Ecoutez ici Anne-Cécile Suzanne:
"Les sillons que l'on trace", c'est la naissance de "La ferme de Suzy".
Le livre d'Anne-Cécile Suzanne raconte ses difficultés à reprendre la ferme familiale. C'est aussi un hommage à son père.
"Respect de la nature, des animaux et du terroir percheron" : ainsi se présente La ferme de Suzy sur son site Internet. Outre l'élevage de vaches blondes d'Aquitaine, la ferme d'Anne-Cécile Suzanne propose de la vente directe, des visites de la ferme, ainsi que deux gîtes.
Pourtant, elle le détaille dans son livre, si Anne-Cécile est fille d'agriculteur, elle était en école de commerce, en stage aux USA lorsqu'elle a dû rentrer précipitamment pour assurer le fonctionnement de la ferme, en raison du cancer de son père.

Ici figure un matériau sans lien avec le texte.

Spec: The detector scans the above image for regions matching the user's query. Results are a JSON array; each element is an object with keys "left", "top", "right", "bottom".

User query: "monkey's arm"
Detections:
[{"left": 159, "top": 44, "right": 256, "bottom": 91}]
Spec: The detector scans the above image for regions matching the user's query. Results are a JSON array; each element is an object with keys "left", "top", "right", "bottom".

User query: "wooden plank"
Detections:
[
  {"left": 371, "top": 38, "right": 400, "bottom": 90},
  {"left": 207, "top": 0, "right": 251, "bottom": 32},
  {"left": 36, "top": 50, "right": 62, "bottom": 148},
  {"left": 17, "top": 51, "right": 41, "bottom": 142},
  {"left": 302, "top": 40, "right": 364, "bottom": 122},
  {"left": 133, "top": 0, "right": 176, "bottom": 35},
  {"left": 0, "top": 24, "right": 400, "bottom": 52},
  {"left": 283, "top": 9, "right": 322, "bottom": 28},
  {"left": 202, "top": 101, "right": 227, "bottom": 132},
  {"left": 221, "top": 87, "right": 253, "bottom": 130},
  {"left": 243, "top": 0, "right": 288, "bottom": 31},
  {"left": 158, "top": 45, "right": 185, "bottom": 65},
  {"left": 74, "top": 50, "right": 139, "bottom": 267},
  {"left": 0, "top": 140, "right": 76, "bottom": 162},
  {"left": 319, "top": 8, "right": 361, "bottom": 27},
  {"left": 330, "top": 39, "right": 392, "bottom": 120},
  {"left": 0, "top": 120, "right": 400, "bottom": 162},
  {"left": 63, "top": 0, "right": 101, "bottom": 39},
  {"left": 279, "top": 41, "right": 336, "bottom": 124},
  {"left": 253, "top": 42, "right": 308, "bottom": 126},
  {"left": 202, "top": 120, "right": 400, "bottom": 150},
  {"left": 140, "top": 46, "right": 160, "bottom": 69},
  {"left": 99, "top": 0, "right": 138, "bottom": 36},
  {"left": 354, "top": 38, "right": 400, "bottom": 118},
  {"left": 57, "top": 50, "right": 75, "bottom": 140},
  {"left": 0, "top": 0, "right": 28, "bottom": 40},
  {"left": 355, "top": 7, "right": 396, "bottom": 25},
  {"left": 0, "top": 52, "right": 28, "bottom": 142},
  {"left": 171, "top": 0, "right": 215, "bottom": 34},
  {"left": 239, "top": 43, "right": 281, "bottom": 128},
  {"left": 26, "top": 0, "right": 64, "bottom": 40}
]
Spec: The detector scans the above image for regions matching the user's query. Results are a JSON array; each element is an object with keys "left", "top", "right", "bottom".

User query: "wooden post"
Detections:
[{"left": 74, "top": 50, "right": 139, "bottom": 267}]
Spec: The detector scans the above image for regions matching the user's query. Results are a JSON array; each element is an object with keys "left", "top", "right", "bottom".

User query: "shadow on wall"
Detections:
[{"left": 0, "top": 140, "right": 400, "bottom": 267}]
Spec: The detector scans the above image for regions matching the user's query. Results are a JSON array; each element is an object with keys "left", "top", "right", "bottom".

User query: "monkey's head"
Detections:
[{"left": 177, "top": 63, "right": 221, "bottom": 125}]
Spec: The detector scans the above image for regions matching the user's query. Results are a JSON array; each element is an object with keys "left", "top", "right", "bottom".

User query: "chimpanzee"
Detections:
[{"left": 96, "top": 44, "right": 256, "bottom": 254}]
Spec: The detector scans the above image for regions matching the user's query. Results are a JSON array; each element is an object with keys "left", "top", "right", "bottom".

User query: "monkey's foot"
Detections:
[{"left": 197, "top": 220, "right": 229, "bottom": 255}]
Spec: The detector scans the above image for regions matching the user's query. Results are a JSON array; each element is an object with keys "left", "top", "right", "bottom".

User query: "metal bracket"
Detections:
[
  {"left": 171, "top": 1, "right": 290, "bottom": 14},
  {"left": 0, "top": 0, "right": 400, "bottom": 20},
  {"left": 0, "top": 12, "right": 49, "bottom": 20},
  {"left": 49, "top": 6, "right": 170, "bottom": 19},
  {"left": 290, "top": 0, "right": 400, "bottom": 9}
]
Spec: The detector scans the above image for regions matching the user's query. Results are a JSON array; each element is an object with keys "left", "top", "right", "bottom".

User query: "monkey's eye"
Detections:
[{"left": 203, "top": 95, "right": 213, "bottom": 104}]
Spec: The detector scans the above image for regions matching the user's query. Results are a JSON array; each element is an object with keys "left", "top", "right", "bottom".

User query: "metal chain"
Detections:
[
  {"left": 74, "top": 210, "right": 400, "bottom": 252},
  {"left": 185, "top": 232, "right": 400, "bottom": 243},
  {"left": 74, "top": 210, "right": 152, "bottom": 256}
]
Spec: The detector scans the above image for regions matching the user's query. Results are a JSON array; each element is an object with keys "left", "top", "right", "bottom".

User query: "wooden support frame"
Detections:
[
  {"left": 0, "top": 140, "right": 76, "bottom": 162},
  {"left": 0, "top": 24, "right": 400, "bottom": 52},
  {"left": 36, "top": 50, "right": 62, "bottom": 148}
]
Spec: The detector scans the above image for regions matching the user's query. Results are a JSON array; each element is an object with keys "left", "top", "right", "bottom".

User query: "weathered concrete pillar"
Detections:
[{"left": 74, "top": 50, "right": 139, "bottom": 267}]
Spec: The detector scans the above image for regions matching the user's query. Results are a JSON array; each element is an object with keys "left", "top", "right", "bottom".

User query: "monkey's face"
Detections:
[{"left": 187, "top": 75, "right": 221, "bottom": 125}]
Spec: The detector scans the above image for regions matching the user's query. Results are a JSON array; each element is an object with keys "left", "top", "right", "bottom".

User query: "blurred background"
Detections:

A 20 ans elle a géré l'exploitation agricole et ses dettes, tout en poursuivant ses études jusqu'à être diplômée de Sciences Po.
Ce livre est un témoignage vibrant des difficultés du métier d'agriculteur, et a fortiori… de jeune agricultrice débutante.
"Les sillons que l'on trace" d'Anne-Cécile Suzanne, 20€ aux éditions Fayard.
Maternité : il faut faciliter la situation des femmes dans l'agriculture.
Elle a été enceinte en continuant de s'occuper de sa ferme, Anne-Cécile Suzanne veut mener un combat pour faciliter la maternité des agricultrices.
"La femme est l'avenir de l'agriculture - tout comme l'homme - mais un de mes combats est de faciliter l'accès des femmes à la direction d'exploitations, avec un point fondamental qui est l'accès à la maternité", explique Anne-Cécile Suzanne.
"L'agricultrice devrait pouvoir envisager sa maternité de façon sereine, mais aujourd'hui cela reste très difficile parce qu'il n'y a pas assez de personnes disponibles dans les services de remplacement pour suppléer les femmes qui doivent s'arrêter en raison de leur maternité. Sur mon exploitation, j'ai travaillé jusqu'au bout sans pouvoir être remplacée. J'ai dû prendre des risques pour mon bébé et pour moi." Anne-Cécile juge cette situation "insupportable. Ce sera l'un de mes combats à venir. Il faut que le système de protection sociale des agriculteurs évolue sur ce sujet-là car actuellement les agricultrices attendent d'avoir eu leurs enfants pour s'installer".